Сухопарый осанистый Яша Хейфец — король холодного звука, укротитель четырехструнного бестиария, побивший в тридцатые мыслимые рекорды тиражей, галантный ухажер и умница, скорее готов был повести себя под венец, чем оплошаться любовным признанием — большие, карие, с поволокой глаза старухи, никогда не знавшиеся с оптическим искажением очковых линз, лукаво щурились: припомнился зимний московский вечер, концерт в доме мецената, шумный успех, проводы домой веселой компанией. А ведь Яшка ревновал к будущему зятю Тосканини, они и здесь рядом — Володя Горовиц, плоскостопый гений — «…милому другу счастливых дней…», стенка-мартиролог: Мишенька Эльман, Натан Мильштейн, Исаак Стерн, Давид Ойстрах. Лени Когана — тоже нет, а совсем недавно и Иегуда… Остановив взгляд на юношеском фото Менухина, в котором никак нельзя распознать будущего лорда и друга Папы, юбилярша улыбнулась несовпадениям во времени, чьим последним хранителем из когорты бессмертных ей выпало остаться. Глубоко утонув в кресле, сработанном лет сорок назад для божественной фанатом-поклонником, Бэла Фракини, в девичестве Штерман, отправилась в нелегкую прогулку по разбитым улочкам родного штетл.
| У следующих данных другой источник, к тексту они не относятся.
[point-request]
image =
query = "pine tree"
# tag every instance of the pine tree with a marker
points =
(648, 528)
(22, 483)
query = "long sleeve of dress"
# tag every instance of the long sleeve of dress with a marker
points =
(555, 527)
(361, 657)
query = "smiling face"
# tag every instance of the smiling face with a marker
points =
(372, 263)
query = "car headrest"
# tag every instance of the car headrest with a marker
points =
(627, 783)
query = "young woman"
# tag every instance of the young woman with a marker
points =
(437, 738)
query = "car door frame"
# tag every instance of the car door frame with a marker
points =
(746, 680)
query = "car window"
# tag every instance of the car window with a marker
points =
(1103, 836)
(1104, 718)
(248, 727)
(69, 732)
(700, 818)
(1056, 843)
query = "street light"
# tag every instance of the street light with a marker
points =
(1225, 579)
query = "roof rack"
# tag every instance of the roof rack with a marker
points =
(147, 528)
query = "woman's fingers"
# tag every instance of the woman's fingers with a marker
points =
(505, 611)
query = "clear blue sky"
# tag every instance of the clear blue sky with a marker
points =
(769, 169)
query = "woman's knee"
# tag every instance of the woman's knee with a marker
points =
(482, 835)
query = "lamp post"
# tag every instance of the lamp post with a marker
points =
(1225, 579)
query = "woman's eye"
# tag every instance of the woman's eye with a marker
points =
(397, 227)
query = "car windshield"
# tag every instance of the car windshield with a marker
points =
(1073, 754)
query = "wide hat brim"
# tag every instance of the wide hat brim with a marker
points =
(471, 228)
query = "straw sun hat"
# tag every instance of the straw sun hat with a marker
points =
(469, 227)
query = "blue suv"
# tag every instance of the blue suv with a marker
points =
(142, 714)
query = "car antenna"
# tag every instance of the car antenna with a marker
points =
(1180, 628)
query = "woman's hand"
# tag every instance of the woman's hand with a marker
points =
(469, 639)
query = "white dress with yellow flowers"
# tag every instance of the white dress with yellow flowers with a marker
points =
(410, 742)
Нищета и запустенье — общее горе всех жителей местечка, притулившегося на окраинных землях Российской империи, вяло листавшей не лучшие страницы своей истории — строго межевали претензии на собственный счет, как ни странно, по половому признаку. Мальчики получали какое-никакое образование под присмотром не самых даровитых учителей, обучались ремеслам, с малолетства определялись в дело отцов или соседей. Девочки в счет не брались. Доля мужниной жены — удел безграмотного большинства, способного понести первого дитятю лет в тринадцать, и так, не останавливаясь до девяти-одиннадцати душ, с ранней старостью, всегдашней забитостью, словом, не до конца полноценной судьбой — не устраивала Штермана-книжника для дочери.
Долгие поездки по окрестным селам с мало популярным товаром, зашнурованным в крепкие переплеты, привалы на пыльных обочинах, постои на дворах, пропахших тошнотворным запахом помоев и блевотины, не могли разлучить с мечтой о будущем Бэлы: в городском платье, его девочка выходит из экипажа и направляется в большой дом с колоннами, держа в руке скрипичный футляр. Когда ребенку не суждено быть губернатором, врачом и даже бакалейщицей, почему ей не стать артисткой, — нехитрые мысли подогревали интерес к жизни, понуждая больше ездить, уговаривать купить «из французской жизни, на вечернее чтение» и откладывать на образование девочки.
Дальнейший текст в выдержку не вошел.